The new organization had been characterized by Velazquez as an attempt to undermine the unity of the workers movement. Yet as soon as Rodriguez Alcaine took over, he expressed his interest in the telephone workers’ project, called Forum of Unionism. Although numerically smaller than the traditional unions affiliated with the CTM, the forum already has a strong public presence.

Some years back, it was customary that on May Day, both the CTM and the Labor Congress would organize an enormous demonstration in Mexico City’s main square, the Zocalo. They would parade around while the president of the republic, accompanied by the union’s old guard, was cheered. That practice stopped in 1995. Now the only unions that parade on May 1 are the dissidents, those that are not affiliated with Labor Congress. The telefonistas enrolled part of the dissidents to form the new forum.

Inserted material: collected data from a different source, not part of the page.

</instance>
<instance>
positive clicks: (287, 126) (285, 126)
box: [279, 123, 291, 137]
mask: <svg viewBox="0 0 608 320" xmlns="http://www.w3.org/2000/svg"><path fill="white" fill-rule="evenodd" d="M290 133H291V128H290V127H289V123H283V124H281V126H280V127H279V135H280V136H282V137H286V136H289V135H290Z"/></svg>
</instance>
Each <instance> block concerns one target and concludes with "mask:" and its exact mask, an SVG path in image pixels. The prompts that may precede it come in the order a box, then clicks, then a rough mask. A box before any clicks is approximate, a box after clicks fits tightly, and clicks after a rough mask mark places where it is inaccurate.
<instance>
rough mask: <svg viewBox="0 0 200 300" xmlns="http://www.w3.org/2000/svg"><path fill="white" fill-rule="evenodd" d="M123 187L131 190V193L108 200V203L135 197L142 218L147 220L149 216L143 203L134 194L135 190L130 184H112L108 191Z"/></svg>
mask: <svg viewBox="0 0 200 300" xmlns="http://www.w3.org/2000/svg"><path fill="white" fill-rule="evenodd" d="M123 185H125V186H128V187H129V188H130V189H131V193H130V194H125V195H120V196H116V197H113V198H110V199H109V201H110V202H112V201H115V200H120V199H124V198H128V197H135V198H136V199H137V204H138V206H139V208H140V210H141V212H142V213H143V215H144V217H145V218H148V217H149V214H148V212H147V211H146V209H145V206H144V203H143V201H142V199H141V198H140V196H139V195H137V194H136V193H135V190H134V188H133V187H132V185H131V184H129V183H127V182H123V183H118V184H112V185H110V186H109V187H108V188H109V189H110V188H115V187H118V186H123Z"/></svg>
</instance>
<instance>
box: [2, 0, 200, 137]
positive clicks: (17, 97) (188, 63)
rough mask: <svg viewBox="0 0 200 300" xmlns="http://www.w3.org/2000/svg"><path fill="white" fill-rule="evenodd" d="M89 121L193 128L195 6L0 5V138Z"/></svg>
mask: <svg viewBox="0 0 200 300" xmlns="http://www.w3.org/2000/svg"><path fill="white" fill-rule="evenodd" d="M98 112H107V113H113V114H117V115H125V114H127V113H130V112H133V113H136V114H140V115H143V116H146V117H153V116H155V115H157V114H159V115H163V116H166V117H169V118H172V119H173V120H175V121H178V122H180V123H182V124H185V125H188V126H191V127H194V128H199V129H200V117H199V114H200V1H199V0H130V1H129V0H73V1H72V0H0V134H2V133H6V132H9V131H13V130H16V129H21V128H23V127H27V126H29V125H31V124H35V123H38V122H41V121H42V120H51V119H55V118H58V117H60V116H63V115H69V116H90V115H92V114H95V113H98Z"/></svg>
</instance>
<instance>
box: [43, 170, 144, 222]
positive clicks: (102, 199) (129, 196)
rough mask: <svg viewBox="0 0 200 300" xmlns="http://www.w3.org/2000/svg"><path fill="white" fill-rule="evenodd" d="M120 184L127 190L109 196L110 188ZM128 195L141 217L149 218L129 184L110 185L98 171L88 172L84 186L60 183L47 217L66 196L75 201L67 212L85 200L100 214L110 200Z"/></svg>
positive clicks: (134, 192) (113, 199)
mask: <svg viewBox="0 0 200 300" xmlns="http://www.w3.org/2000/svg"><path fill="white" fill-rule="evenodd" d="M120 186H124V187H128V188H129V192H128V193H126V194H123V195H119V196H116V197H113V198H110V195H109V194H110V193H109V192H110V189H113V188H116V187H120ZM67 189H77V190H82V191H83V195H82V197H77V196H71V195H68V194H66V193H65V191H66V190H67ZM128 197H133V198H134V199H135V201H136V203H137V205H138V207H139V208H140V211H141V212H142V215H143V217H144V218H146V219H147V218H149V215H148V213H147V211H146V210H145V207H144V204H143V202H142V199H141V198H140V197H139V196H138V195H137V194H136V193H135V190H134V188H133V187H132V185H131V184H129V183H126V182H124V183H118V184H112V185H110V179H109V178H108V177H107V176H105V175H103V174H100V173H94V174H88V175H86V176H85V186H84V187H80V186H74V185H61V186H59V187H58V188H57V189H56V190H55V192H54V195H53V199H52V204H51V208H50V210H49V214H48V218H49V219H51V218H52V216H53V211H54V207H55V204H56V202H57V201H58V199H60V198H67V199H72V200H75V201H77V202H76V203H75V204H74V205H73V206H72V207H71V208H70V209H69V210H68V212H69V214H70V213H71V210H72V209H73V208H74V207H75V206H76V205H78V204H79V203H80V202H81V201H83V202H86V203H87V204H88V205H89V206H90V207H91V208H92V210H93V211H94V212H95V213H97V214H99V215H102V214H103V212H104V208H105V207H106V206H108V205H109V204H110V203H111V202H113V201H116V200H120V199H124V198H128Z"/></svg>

This recomposition in the unions underlines the diversity that exists in today’s Mexico. The big surprise is that the new CTM leadership is not as fiercely opposed to the new organization as was Velazquez. It is through small changes like this that the modernization of the unions will finally take place.

Rodriguez Alcaine and a few other old-timers have come to realize that to stay in power in the current environment, traditional leaders have to undertake a few changes. The question is, how much capacity do they really have, and how much can they be trusted to promote a true modernization of a union movement in which they are the most dramatic example of the pre-modernist generation.